Kutsal topraklardaki ikinci önemli ziyaret yeri hiç kuşkusuz Medine-i Münevvere’de bulunan Hz. Peygamberin kabridir. Bu ziyaretlerde aşırı tedbirli olmak Hucurât suresinde sıkı sıkı tembih edilmekte ve amellerin boşa gideceği ikazı net bir şekilde dile getirilmektedir. Bütün ömrü Medine-i Münevvere’de geçen İmam Mâlik’in edebinden o topraklarda binek kullanmadığı hatta ayağına bir şey giymediği, İmam Ebû Hanîfe’nin Peygamberin huzuruna çıkmaktan çekindiği için Medine-i Münevvere’nin dışına bir çadır kurup günlerini orada geçirdiği nakledilmektedir. Günümüzde ise Efendimizi selamlama esnasında cep telefonlarının şovu her şeyi bastırmakta, kimse Peygamberimizin huzurunda olduğunu umursamamakta ve en güzel görüntü alabilme ve canlı yayın yapabilmenin derdine düşmektedir.

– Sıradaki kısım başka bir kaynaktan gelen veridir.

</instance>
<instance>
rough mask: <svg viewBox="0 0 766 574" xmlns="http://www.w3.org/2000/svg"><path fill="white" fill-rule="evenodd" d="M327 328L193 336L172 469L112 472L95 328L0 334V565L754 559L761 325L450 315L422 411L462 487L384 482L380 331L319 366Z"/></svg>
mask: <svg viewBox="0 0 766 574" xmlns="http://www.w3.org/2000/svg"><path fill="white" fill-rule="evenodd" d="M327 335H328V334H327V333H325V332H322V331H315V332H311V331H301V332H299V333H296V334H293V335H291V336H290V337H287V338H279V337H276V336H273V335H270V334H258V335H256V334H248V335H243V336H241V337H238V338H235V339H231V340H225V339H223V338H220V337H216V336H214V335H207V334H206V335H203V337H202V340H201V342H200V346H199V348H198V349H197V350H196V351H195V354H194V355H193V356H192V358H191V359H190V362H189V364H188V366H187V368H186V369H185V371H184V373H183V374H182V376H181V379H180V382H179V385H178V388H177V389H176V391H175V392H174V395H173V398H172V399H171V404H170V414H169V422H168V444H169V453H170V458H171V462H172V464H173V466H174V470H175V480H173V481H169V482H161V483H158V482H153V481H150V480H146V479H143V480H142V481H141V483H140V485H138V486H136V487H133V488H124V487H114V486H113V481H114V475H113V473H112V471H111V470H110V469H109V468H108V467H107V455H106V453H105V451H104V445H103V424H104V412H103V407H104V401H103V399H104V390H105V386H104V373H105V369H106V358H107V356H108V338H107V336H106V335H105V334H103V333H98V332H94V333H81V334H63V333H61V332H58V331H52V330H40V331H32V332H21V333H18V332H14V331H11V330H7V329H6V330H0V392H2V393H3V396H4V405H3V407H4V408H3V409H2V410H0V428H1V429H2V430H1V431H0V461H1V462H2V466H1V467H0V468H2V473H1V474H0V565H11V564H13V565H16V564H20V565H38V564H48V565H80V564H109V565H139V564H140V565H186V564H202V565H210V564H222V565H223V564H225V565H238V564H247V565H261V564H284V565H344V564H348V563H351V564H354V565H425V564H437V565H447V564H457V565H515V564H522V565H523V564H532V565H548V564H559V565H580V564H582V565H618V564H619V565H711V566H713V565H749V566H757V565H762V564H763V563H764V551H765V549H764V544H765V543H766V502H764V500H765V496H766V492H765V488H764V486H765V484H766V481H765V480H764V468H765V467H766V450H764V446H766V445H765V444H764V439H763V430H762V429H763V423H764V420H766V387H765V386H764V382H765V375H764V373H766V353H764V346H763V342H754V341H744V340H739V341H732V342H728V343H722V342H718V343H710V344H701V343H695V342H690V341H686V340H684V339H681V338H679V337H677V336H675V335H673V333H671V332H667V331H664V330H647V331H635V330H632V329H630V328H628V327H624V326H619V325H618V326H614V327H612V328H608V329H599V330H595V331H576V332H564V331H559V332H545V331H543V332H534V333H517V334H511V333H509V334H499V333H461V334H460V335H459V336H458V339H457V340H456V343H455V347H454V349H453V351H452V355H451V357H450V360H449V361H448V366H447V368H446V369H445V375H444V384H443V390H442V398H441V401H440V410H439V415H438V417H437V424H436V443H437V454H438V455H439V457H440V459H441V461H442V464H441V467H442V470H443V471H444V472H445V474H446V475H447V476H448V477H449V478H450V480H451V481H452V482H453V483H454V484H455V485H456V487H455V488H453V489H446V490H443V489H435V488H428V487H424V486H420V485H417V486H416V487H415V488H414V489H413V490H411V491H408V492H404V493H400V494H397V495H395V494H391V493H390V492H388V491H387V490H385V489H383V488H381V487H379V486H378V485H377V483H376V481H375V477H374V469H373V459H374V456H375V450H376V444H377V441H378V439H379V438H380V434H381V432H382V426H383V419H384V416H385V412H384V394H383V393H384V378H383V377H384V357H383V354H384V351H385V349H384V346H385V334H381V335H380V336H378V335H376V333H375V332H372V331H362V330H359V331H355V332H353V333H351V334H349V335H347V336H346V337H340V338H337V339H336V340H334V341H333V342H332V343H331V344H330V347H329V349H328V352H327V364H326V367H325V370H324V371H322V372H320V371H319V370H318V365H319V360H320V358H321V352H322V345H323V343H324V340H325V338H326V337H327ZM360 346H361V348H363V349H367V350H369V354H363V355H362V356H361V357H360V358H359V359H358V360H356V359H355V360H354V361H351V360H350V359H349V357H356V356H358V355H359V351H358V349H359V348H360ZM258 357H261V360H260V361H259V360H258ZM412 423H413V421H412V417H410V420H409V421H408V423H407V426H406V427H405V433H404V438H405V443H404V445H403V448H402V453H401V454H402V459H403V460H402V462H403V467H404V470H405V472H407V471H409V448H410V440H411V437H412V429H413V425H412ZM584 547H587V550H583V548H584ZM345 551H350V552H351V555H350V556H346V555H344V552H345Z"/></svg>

İşte bütün bu sakıncalı durumlar ibadetten beklenen faydanın elde edilmesine engel olmakta, birçok kimse gittiği gibi gelmekte ve hayatına kaldığı yerden devam etmektedir. Bu durum da “İnsan hacı olmaz gidip gelmekle Mekke’ye” özdeyişini akla getirmektedir. Beklenen faydanın sağlanması için ziyaret öncesi özenli bir eğitim sürecinden geçmekte yarar vardır.